Оказывается: не читают, а шпарят наизусть.
Чувство громадной ответственности поразило Марьяну. Народная учительница. Народ доверил ей тридцать две детские души, тридцать две судьбы… Она попыталась представить себе народ, но это получилось только очень много людей, как на демонстрации в большом городе, мелькали знакомые лица — преподавателей, которые ее учили, юношей и девушек, принимавших ее когда-то в комсомол, женщин, с которыми она работала на сеноуборке в колхозе Чкалова, лица возникали и проплывали… Но вот всплыло одно лицо, знакомое до мельчайших черт, хотя она видела его только на портретах, и с ним она заговорила в мыслях:
«Товарищ Сталин! — сказала она. — Я понимаю, как это трудно. Но я отдам сердце…»
Профилакторий на первой ферме закончен, гора с плеч.

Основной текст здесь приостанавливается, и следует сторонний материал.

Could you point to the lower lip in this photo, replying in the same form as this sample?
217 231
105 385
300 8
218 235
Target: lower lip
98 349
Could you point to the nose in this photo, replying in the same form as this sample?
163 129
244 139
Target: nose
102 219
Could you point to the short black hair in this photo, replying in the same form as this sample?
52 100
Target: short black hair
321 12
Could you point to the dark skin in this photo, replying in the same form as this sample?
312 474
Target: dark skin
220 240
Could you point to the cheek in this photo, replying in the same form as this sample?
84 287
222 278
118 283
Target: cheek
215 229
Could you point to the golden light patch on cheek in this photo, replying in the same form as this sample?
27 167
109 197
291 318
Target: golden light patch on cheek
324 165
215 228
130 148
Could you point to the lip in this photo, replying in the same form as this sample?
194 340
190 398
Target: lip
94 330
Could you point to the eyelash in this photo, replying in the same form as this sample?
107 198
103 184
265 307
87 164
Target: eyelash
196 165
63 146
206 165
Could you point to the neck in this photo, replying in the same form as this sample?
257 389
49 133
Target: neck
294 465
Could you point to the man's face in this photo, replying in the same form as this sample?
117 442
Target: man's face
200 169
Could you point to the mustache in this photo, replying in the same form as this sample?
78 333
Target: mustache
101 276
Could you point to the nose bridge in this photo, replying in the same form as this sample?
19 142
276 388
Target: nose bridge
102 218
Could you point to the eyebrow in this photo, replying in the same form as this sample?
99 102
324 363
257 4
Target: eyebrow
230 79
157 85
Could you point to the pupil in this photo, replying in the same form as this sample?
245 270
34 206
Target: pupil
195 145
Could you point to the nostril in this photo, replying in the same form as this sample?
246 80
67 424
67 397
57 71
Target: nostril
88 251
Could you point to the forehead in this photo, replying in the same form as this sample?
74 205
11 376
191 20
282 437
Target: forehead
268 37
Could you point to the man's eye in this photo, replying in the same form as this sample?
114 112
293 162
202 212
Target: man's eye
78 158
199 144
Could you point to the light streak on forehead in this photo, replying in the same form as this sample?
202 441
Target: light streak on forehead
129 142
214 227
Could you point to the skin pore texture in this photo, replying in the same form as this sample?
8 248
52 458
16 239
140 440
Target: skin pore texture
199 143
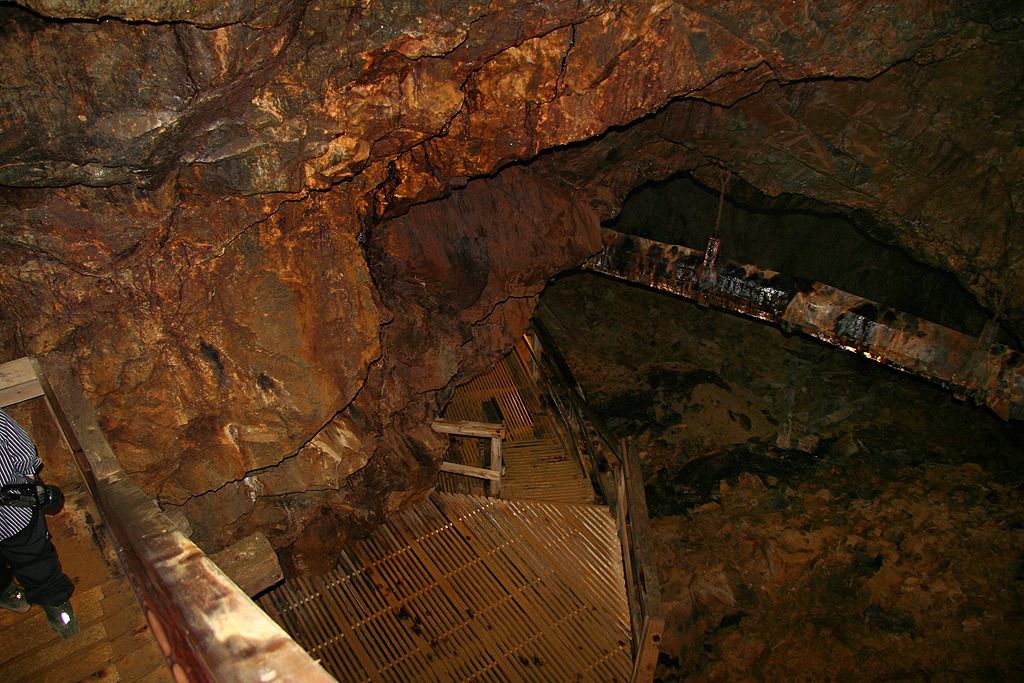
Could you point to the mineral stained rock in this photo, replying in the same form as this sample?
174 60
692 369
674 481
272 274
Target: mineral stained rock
255 226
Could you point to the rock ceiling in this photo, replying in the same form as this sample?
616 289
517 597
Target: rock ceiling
272 235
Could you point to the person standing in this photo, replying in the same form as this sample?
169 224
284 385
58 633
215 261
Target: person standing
26 551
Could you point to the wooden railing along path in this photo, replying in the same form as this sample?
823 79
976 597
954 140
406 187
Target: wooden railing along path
614 468
207 627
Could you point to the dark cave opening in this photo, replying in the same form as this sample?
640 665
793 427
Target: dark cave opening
801 237
816 515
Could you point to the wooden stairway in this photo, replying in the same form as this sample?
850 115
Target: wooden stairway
460 587
465 588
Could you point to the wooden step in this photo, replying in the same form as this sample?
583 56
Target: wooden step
464 588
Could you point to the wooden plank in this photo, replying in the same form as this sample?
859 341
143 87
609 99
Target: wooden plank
15 393
469 428
215 632
496 466
251 563
16 372
469 470
649 645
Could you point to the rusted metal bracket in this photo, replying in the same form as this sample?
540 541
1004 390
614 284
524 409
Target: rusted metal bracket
989 374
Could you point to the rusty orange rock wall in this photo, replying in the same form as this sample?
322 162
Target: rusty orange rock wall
255 227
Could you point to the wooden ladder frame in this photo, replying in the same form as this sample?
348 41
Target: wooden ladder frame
496 432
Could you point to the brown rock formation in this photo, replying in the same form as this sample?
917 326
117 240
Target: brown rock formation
253 224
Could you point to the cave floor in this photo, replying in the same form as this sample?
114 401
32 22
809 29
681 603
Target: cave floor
816 516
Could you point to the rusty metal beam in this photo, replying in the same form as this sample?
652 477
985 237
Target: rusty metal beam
989 374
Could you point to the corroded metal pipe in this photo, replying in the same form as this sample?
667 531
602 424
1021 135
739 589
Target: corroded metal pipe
989 374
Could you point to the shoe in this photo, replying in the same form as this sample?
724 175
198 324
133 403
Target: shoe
12 598
61 619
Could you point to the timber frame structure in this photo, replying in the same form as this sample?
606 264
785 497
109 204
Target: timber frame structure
208 628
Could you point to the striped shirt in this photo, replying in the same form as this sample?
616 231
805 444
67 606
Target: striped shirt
17 462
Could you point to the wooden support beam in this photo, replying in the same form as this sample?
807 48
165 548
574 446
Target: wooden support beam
496 466
18 382
209 629
468 470
251 563
469 428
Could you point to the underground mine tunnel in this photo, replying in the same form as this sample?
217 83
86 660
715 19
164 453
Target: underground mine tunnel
328 302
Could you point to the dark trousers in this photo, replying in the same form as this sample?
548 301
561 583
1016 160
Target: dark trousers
31 558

Настасья Петровна перевела туда своих питомцев. Светлым теплым коридором профилакторий соединен с новой родилкой: удобно, красиво. Здание кирпичное, с большими окнами, похоже на больничный корпус.
Еще два телятника и один двор для взрослого скота — деревянные построены, покрыты, крыши покрашены, но нет ни окон, ни дверей, ни полов, все предстоит делать. Другие два двора, как предсказал Иконников, остались недостроенными: опять зарядили дожди, работать под открытым небом невозможно. Дороги раскисли — ни пройти ни проехать; поля набухли, как губка. Телятницы ходят в высоких сапогах, подобрав юбки, чтобы не занести грязи к телятам. Мокнут брошенные постройки, глядеть на них скучно.
— Я так и знал! — говорит Коростелев Алмазову.
— Не веки ему идти, — отвечает Алмазов, хмуро глядя на серое небо. Перестанет.
— Холода начнутся.
— По холоду закончим.
В старом опустевшем профилактории Алмазов оборудовал мастерскую: поставил комбинированный станок с мотором, механическую пилу и работал. Одна бригада заготовляла рамы, двери, загородки для новых построек, другая занималась ремонтом и разными поделками: починила полы и крылечки в поселке, сделала новый кузов для трехтонки, а теперь сбивала сани для перевозки сена: зима не за горами…
В обеденный перерыв Алмазов оставался в мастерской. Его дом был недалеко, в поселке, столовая — рукой подать. Но Алмазов рад был побыть часок в одиночестве. Доставал еду из клеенчатой сумки, в которой носил инструменты, садился перед печкой, сложенной из кирпичей, и закусывал.
В печке весело и ярко, чистым светом, горела щепа и стружки. Когда огонь утихал, Алмазов нагибался, не вставая брал с пола горсть стружек и кидал в печку. И смотрел, как с новым весельем взвивается чистый огонь.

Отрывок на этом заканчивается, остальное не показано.